Caity: Where to begin? For starters, I’ve been paying extra attention lately to Sweden’s response to COVID. Their approach looks totally different from the rest of the Nordic countries and most of Europe. Sweden has implemented far fewer restrictions than have neighboring nations. Schools, daycares, cafes, restaurants, bars, and businesses are still open, although large events are banned. In a country that prides itself on exceptionalism, time will tell whether their approach to COVID has proven helpful or harmful.

CH: At global scales, UNICEF is promoting these key elements of supporting working parents and children during this crisis.

  • Assess whether current workplace policies effectively support families, with a specific focus on vulnerable groups. 
  • Grant flexible work arrangements.
  • Support parents with safe, accessible and affordable quality childcare options. 
  • Promote good hygiene in and out of the workplace. 
  • Provide workers with guidance on how to seek medical support. 
  • Help workers and their families cope with stress.
  • Reduce financial burdens should workers or their family members fall ill with COVID19.

Are there any additions you would make to this list based on what you have learned of the experiences of working women?

Caity: These suggestions are great. One broad point is that it’s important for employers to take into account the varied needs of different workers. There is no one singular experience of contending with the crisis for working parents and children. Productivity and availability will vary across the board for employees, so it’s important that managers be attuned to these differences in experience, which call for different forms of support.

I can recommend a report by Stanford sociologist Shelley Correll and her team, who recently convened a focus group of 27 leaders from the corporate and nonprofit sectors to understand how the pandemic is affecting workers and to get a better sense for what firms are doing to support them right now. One point in particular stands out: “Now more than ever, employers need to reaffirm their commitment to diversity, equity and inclusion. During past economic downturns, some leaders put inclusion goals on the back burner and focused on issues that they perceived to be more critical. If we back off our diversity and inclusion goals now, we run the risk of losing all of the gains we have worked so hard for during the past several years.”

CH: As your publisher, we have learned from our collaboration with you that the “costs of child-rearing cannot remain private and feminized if we seek to reduce the conflicts borne by working mothers today.”  What is the most important commitment organizations like Princeton University Press can make to working parents, until each of us has the “public commitment in the form of monetary and policy support and cultural recognition for the value of mothers’ participation in the labor force and the value of caring labor” that your work informs and inspires?

Caity: I think the most important commitments regarding benefits for working parents concern flexible work and entitlements to leave time. Flexible work can mean reduced working hours, job sharing, or flexible schedules across the workday, week, or month. Entitlements to leave time can look like paid parental leave following the birth or adoption of a child, paid family or illness leave to care for oneself or a loved one, paid vacation, and the time and space to pump breastmilk in the office.

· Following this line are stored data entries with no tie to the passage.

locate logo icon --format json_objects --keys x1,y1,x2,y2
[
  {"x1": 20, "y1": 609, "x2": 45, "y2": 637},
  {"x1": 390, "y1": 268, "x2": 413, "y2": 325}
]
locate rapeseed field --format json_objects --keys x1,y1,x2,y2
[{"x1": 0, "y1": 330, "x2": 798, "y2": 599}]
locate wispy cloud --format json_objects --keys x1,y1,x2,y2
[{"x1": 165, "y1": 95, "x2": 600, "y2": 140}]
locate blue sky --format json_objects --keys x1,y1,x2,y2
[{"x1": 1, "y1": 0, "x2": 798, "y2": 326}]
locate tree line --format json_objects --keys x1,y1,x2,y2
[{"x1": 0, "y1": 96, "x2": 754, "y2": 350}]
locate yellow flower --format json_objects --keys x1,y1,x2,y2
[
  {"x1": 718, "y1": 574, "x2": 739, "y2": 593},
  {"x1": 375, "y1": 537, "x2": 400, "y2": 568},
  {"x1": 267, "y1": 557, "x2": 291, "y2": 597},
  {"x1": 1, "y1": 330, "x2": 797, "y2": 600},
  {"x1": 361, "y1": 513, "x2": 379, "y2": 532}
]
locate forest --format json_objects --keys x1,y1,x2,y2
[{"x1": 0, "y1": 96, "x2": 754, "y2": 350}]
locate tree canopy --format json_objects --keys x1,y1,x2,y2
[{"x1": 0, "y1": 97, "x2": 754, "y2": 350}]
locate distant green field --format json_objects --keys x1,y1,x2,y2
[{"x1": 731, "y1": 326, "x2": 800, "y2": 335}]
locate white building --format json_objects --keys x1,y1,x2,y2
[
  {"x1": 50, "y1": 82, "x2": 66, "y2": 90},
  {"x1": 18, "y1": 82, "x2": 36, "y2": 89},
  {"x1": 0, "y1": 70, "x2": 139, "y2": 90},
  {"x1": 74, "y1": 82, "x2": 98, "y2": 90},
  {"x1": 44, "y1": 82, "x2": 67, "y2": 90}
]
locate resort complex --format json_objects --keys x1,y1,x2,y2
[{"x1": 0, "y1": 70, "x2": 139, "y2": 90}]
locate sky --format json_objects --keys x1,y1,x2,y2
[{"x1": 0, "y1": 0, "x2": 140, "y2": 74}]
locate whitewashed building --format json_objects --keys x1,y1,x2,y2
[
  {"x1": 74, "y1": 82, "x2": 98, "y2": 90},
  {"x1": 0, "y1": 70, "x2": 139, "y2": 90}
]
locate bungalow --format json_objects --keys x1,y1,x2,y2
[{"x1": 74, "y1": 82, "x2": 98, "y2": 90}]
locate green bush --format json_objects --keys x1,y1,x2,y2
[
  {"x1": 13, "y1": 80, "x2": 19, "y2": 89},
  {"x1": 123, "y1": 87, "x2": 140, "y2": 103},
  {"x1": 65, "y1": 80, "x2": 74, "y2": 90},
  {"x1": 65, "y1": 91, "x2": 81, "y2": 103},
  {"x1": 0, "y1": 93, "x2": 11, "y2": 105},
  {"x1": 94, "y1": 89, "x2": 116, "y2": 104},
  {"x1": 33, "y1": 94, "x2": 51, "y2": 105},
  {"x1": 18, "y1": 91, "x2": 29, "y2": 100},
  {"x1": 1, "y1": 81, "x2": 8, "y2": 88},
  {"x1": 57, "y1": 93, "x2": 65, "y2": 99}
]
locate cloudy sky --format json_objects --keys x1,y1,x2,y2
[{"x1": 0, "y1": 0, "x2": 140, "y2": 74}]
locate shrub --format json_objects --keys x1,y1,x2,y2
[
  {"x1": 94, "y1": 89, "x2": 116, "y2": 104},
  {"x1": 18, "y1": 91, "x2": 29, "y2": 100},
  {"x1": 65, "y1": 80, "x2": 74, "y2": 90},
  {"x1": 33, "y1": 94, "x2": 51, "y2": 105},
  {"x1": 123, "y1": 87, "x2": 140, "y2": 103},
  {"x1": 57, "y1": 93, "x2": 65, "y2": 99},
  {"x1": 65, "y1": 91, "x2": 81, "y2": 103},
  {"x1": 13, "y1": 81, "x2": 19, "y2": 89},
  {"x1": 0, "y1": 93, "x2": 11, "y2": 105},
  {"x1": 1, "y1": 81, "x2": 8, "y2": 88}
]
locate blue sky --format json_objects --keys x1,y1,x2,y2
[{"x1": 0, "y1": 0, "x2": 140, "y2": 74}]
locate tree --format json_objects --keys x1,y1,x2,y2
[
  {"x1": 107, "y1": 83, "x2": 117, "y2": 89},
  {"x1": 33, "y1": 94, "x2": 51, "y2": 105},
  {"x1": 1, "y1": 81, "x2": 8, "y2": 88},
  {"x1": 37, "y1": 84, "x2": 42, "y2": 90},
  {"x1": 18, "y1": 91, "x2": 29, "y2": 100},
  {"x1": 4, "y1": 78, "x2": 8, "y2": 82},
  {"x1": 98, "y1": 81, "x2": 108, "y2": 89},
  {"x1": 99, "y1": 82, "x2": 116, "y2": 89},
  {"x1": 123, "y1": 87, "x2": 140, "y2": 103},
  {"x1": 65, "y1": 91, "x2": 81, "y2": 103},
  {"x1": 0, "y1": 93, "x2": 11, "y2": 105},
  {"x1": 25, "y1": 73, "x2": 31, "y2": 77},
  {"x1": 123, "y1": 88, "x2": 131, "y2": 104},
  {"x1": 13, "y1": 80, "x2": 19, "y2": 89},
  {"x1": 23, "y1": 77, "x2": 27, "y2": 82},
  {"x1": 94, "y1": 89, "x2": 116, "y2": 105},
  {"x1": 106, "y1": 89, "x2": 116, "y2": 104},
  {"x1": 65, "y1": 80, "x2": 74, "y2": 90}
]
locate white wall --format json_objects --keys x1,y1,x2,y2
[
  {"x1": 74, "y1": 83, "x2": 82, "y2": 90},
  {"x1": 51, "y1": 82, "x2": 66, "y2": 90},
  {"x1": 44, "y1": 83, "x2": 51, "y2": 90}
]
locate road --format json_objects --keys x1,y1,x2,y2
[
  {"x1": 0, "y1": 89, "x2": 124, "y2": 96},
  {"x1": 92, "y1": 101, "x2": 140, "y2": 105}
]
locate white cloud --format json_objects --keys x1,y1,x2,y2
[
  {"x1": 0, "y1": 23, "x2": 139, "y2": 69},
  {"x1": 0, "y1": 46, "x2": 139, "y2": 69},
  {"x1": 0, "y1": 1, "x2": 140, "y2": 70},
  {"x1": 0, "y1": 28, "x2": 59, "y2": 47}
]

Managers and employers can follow your lead, Christie, by using these policies themselves, talking about their own families openly at work, showing empathy for people’s familial commitments when times get rough, and recognizing the importance of caregiving even when it’s easy to feel like work is the most important thing in the world. Thank you for showing us all what a better, fairer, more just work environment can look like.


Caitlyn Collins is assistant professor of sociology at Washington University in St. Louis. Her work has been covered by the Atlantic, NPR, and the Washington Post. She lives in St. Louis, Missouri. Christie Henry is Director of Princeton University Press.